Case Study

Cloud-native DevSecOps at Supersonic Speeds: US Air Force

The USAF set out to establish the foundations for cloud-native development, digital engineering/ digital twin testing, test automation, and optimizing the flight test feedback processes.

This entry is part 5 of 9 in the series Cloud Native Software Engineering

Speaking at the DevOps Enterprise Summit the USAF presented on: “Cloud-native DevSecOps at Supersonic Speeds”.

The talk was delivered by:

  • Derek ‘Eeyore’ Bissinger – Senior Software Architect, 309th Software Engineering Group – USAF.
  • Michael Snyder – Client Principal – Oteemo, Inc.

The 309th Software Engineering Group at Hill Air Force Base, Utah traditionally handles cradle-to-grave software updates for the fighter aircraft across the Air Force. The organization has operated with platforms in existence since the ’70s and ’80s, in addition to more recent aircraft.

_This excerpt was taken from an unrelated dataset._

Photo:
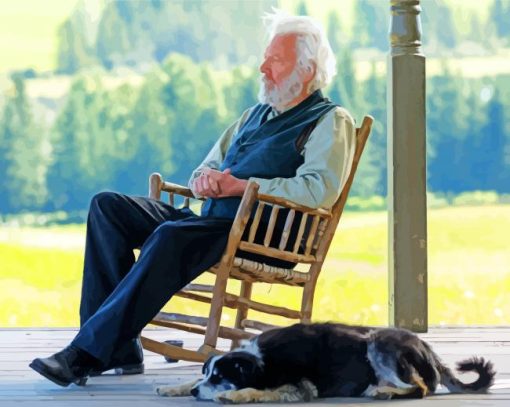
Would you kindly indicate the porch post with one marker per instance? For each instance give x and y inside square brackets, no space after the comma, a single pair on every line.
[407,202]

However, the need to modernize how software is delivered needs to keep pace with the changing cyber and kinetic threats. In 2019 the SWEG began its journey to experiment with cloud-native engineering practices – even going so far as proving out that Kubernetes could be successfully deployed onto a jet and flown at supersonic speeds.

However, for this to scale, the SWEG has had to invest in paying down significant technical and organizational debts, working with industry partners who are experts in the new practices in DevSecOps, and building the SkiCAMP community to support modern software delivery across aircraft systems.

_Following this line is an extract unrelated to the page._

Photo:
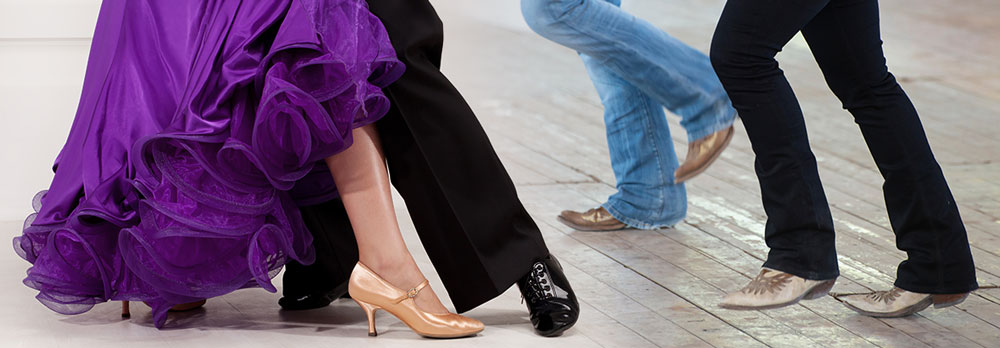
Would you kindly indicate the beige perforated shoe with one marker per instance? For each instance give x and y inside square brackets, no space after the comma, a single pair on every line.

This year they have been working to support some Air Force Research Lab efforts and deploy software updates from cloud-to-jet in under 24 hours, working on modernizing and automating their release engineering practices, product-centered delivery, fully integrating security into all phases of the software lifecycle,

The goal was to establish the foundations for cloud-native development, digital engineering/ digital twin testing, and test automation in the Systems Integration Lab and optimizing the flight test feedback processes.

They’re also building their internal organizational capacity, working with our vendor partners to deliver enablement, training, dojo-like residency programs, and mentorship across our SkiCAMP/SWEG engineers, finding ways to leverage technology and updated practices to help the cybersecurity and operations teams to work smarter, not harder.

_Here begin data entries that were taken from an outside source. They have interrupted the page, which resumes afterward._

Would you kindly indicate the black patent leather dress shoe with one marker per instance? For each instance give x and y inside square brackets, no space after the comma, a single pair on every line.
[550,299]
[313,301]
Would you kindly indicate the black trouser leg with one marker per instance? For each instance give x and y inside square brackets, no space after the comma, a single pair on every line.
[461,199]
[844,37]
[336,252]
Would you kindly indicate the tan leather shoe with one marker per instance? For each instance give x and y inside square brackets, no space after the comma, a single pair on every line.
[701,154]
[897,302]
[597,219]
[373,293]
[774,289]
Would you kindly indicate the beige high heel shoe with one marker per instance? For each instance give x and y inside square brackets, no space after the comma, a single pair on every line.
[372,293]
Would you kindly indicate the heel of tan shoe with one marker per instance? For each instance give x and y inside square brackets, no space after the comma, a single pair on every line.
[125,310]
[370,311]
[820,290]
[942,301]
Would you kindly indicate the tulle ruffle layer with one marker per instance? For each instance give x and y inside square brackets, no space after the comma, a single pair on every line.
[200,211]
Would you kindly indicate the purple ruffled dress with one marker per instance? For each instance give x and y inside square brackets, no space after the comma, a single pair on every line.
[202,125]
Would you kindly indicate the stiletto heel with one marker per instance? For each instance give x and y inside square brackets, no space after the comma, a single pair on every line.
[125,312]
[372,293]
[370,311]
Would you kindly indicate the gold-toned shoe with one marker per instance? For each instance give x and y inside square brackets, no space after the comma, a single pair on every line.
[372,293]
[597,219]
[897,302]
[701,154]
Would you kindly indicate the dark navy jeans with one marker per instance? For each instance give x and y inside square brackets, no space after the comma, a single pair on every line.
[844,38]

As they continue to build on this effort, they are going to push the boundaries on digital engineering/ digital twin testing and analysis, improving their security practices and security engineering, and scaling adoption and experimentation. These are big challenges in the next few years as they push the organizational culture and tech foundations to evolve.

Additionally, they are going to continue trying to expand the support and onboarding services and enablement to bring the larger enterprise programs into the cloud-native solutions to help modernize at scale and make the SWEG an opportunity to technologists to build and apply the latest skillsets and technologies against mission-critical efforts.